I have the bruises of a much more active person.
When I was younger, I thought all the sexual acts were numbered and everyone just knew them, like 69.
So I would just say random numbers and act surprised when others didn’t know about it.
On Twitter, I still need to pretend I know what y’all talking about..
Me to anyone else: “it’s in that cabinet”
Me to my husband:
“it’s in the upper cabinet next to the fridge on the left at eye level. It’s bright green. It’s right there. IT’S RIGHT THERE”
My IQ used to be higher than my weight, but now I’m fat and dumb.
I won’t tell anyone if I win the lottery,
but there will be signs…
Putting honey on a bee sting is so strange.
You hurt me?!!
I’LL SMEAR MY WOUND WITH THE EXCREMENT OF YOUR ANCESTORS!!
One time I ate a quarter and pooped out a gumball.

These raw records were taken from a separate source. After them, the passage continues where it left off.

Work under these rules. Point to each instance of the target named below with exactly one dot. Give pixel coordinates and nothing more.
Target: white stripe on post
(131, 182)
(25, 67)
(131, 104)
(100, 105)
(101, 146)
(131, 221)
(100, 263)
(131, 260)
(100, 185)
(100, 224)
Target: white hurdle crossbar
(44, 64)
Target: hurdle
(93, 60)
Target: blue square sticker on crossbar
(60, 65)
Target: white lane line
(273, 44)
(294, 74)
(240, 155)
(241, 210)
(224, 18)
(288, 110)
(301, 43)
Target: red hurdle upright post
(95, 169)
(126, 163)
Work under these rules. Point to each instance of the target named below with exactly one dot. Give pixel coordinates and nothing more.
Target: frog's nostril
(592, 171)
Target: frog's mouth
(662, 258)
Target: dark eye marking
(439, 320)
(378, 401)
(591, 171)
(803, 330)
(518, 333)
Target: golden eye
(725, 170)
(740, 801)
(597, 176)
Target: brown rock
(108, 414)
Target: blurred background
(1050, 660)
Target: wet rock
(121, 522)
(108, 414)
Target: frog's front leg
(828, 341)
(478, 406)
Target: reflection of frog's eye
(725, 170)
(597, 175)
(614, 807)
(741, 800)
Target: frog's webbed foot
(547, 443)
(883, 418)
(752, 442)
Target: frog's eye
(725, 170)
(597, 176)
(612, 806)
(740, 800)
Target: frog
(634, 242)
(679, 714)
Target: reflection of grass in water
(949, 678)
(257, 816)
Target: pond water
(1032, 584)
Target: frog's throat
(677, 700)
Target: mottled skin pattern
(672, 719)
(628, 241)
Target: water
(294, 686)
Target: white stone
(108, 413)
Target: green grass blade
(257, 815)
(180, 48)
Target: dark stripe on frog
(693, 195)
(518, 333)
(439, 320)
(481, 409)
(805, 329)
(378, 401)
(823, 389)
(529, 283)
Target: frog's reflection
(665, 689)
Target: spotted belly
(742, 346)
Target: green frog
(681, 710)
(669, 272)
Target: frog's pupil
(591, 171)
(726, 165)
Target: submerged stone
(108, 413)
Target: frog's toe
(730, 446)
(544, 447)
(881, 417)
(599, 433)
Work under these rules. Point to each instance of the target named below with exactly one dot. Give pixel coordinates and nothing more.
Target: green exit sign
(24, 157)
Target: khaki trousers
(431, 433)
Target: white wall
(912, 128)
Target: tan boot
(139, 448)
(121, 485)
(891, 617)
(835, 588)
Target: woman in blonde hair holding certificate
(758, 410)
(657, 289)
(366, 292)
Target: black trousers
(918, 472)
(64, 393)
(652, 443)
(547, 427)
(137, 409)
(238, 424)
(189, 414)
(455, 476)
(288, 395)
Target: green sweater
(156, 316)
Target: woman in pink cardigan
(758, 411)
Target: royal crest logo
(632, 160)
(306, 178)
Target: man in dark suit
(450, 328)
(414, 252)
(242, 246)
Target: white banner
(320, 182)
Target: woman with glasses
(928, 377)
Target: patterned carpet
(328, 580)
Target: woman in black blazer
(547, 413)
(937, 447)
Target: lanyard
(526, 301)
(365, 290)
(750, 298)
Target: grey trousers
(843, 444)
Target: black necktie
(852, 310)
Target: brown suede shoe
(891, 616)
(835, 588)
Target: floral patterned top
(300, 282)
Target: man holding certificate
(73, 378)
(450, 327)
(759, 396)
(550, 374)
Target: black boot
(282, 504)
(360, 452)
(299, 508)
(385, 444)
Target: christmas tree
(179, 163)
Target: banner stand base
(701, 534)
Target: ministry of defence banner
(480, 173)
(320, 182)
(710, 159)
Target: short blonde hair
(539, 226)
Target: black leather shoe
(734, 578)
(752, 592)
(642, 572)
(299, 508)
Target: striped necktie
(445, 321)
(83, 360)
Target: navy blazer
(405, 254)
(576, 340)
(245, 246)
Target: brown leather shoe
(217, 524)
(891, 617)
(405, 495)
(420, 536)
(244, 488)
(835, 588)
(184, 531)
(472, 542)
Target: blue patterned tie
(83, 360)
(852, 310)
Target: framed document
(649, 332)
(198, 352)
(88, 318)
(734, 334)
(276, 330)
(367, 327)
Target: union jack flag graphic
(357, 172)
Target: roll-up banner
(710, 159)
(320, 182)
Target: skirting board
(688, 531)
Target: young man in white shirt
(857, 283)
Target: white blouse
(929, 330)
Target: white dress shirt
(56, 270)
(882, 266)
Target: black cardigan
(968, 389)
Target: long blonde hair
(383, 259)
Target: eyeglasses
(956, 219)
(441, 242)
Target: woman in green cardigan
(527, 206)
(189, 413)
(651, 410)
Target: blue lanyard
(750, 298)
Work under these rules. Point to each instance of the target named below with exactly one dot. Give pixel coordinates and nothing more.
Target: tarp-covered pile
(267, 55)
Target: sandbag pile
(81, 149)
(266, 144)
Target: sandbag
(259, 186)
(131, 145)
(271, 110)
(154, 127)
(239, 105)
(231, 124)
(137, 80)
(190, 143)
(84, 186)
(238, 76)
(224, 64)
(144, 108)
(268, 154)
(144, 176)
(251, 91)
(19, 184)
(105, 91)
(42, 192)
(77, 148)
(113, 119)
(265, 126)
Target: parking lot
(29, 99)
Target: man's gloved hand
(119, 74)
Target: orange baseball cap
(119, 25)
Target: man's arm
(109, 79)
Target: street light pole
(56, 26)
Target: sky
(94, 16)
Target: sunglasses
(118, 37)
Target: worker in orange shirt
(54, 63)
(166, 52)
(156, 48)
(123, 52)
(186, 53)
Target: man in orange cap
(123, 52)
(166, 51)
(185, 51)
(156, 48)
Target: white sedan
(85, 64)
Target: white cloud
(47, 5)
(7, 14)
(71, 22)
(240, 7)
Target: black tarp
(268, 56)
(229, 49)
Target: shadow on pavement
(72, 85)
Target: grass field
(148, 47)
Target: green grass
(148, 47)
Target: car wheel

My husband would NEVER cheat on me.
He’s too lazy
I first learned the “bend and snap” on Legally Blonde.
But now I snap when I bend, and not in a good way…
It’s great that doctors are now offering digital appointments, but my online gyno checkup was really awkward.
Whenever I go to a restaurant without my kids, I feel like something is missing…
DOES ANYONE NEED THEIR TUSHY WIPED?!
“You drive me to drink!”
-I shout at my taxi driver.
“Think outside the toy box” -my kids bs excuse for why they didn’t clean up
Attn people who run in dark clothes at night,
I don’t have THAT much car insurance.
Early morning work meeting, boss kept telling us to “lean in”
I leaned in so much, I fell asleep at my desk.